One of the few redeeming aspects of life in the UK is the old-fashioned pub. But with over 400 pubs every year closing across these isles, these are oases of everyday culture that are fast drying up. When I go and sit quietly in the corner of my local pub and eavesdrop on the townsmen and countryfolk, there is a common theme to all the conversations I overhear: this country is going to hell in a handbasket.

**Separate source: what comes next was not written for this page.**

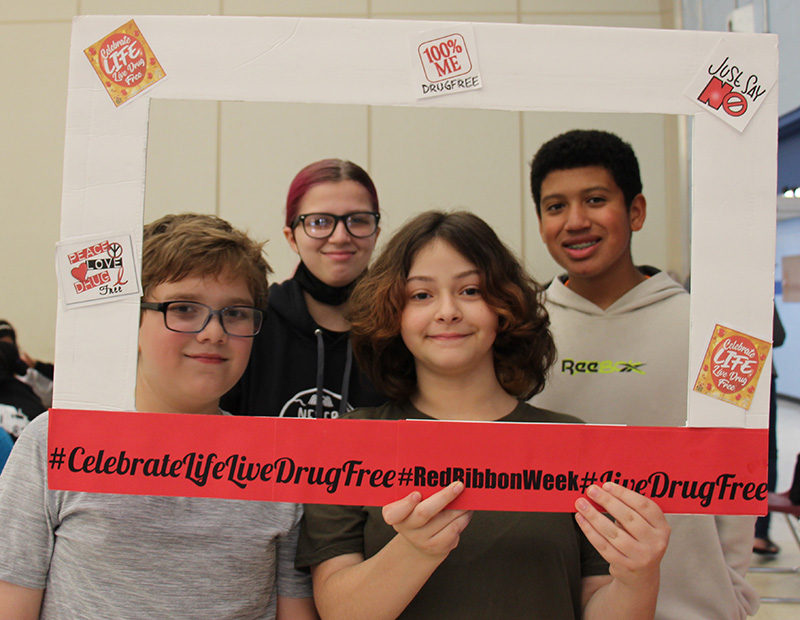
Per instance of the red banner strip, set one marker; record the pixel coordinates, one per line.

Certainly, part of the problem is that the current government has combined extreme centralisation with acute incompetence, which, if you think about it, is probably the worst possible combination of any given government. Senior front benchers in parliament have been found to lie about their former careers, the cabinet cannot put together a workable budget, Ed Miliband wants to cover what’s left of England’s internationally admired countryside in solar panels and wind farms, and the government is coming after the poor, the retired, and the farming community with a wrath of which no one can make sense. As words like ‘remigration,’ ‘repatriation,’ and ‘deportation’ are fast mainstreaming across Britain’s public square, Labour continually fails to address the country’s serious immigration problem, and meanwhile, Prime Minister Starmer has publicly dismissed rising concerns about the rape of British children and vulnerable young people by Pakistani gangs as a “far-right bandwagon.”